Сбивчиво рассказываю, почему мы здесь. Откуда у меня ключи от этой квартиры. Люся показывает билет Аквинии на самолет, улетевший без нее. Мама в это время постаралась прошмыгнуть к двери.
— Здесь все родственники, а я совсем посторонняя, — объяснила она, когда Кохан ее остановил. И вдруг спросила: — Они ведь не зарезаны? Они умерли от злости, да?
Я схватилась за голову. Кохан вцепился в маму мертвой хваткой. Мама объяснила, почему она решила вынести из квартиры с мертвыми телами три упакованных ножа для резки тростника.
— Потому что я теперь сама не знаю точно, который из них — Мудрец!
— Как — Мудрец? — взвился Кохан. — Опять — Мудрец?!
— Вот видите, вы тоже все понимаете — недаром мне сразу показалось, что я вас уже видела раньше! — перешла в наступление мама. — Теперь понимаете? Это все случилось с женами Богдана, потому что они вынесли из его квартиры нож Мудрец! Проклятие, понимаете? А я, как назло, накануне перепутала все ножи, чтобы они не знали, где какой!
— Заче-е-ем? — стонет Кохан, терзая свое ухо.
— От злости на них, на этих развратных старух, я уже объяснила! Вот и пришлось теперь… — развела она руками, — вынести все три ножа. Пусть пока полежат на всякий случай в квартире Богдана, а то вдруг с вами что случится…
— Почему — со мной? — склоняется Кохан над мамой, усаженной им силой обратно на тахту.
— Но вы же… вы потребуете сейчас вернуть назад… вещественные доказательства, и тогда с вами опять может случиться… вы уже подвергались…
— А что, эти ножи являются вещественными доказательствами? — спрашивает Урса.
— Конечно, нет! — с горячностью уверяет мама, натыкается на его свирепый взгляд и стушевывается. — Если только они не зарезали друг друга…
— Я с ума сойду с вами! — подводит итог Урса. У открытой входной двери послышались голоса.
— Коллеги! — обратился к вошедшим мужчинам Урса. — Для начала обыщите присутствующих здесь живых дам, а потом — соответственно мертвых.
Я сознаюсь, что страшно спешу.
— Обыщите ее первой! — приказывает Урса.
— Урса Венедиктович, сделайте одолжение: обы-щите меня сами, — попросила я.
— Я в этом деле не профессионал, — злорадно сообщил Урса.
— Обыщите, мне нужно вас о чем-то попросить. Это личное, — добавляю я.
Пока Урса топчется рядом и сопит, проводя по моему телу руками, я прошу его узнать по своим каналам, не получал ли Иероним Глистин значительную сумму денег перед тем, как состоялась наша встреча.

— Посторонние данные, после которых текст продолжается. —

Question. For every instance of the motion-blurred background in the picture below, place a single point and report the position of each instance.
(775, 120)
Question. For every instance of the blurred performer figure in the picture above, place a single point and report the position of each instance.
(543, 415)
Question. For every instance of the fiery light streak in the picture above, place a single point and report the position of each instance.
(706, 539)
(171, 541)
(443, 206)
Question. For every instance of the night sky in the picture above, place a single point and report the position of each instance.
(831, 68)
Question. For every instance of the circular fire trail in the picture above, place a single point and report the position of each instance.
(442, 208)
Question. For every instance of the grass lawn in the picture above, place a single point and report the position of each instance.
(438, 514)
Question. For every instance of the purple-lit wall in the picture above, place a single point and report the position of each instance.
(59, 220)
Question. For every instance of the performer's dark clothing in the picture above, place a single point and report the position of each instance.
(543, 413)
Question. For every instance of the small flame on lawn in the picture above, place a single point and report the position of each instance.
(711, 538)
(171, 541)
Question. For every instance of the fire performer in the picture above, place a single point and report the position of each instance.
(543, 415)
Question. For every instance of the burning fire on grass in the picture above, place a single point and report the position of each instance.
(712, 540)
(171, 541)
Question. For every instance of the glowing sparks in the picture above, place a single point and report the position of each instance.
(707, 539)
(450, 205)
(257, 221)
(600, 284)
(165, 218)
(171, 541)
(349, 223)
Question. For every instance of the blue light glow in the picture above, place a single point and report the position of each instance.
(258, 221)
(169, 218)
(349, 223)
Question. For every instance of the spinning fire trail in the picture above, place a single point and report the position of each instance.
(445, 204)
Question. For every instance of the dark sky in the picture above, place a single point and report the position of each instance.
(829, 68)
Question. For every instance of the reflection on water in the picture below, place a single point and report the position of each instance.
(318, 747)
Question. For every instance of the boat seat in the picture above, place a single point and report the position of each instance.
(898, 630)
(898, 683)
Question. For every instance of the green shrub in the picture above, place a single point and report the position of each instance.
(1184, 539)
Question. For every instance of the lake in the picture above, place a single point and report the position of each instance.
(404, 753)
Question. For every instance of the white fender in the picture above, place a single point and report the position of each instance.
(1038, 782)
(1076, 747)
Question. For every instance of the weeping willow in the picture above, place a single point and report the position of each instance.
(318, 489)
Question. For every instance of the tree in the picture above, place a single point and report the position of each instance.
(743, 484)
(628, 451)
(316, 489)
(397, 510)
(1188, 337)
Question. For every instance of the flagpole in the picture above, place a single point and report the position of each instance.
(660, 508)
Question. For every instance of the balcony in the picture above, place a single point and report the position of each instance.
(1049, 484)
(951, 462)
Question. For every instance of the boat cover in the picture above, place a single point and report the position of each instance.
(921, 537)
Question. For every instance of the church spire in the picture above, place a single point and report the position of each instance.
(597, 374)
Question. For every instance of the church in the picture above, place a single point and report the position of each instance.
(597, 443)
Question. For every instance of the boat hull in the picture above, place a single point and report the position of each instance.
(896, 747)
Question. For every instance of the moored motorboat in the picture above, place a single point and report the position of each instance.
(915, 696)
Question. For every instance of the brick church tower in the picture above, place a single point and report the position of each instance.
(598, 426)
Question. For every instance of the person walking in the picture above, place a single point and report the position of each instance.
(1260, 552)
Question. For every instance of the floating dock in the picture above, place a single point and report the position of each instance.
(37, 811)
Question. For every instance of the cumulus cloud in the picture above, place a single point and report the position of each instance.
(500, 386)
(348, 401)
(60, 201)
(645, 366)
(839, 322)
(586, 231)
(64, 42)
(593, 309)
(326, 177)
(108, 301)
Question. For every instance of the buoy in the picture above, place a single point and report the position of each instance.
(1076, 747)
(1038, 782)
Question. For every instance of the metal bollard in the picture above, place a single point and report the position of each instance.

— Ваша с Глистиным? — не удивился моей просьбе Урса.
— Нет, наша с вами в кабинете № 12.
— Допустим, — подумав, отвечает Урса, — Глистин имел некоторые договоренности со Службой. Что вам это даст?
— Тогда я должна срочно бежать.
— Бежать, в смысле — скрыться?..
— В смысле — опаздываю, хватит гладить мою ногу.
Байрон на крыше
Кира Ланский сидел у телефона до десяти тридцати.
Телефон молчал.
Он походил по комнате, осмотрел жидкое бесцветное утро за окном с подтеками вчерашнего дождя на стекле. Потом сел на пол спиной к батарее и замер, раскинув ноги на облезлом ковре.
В почти пустой комнате сидеть можно было только на стуле у компьютера, но там Кира провел большую часть ночи.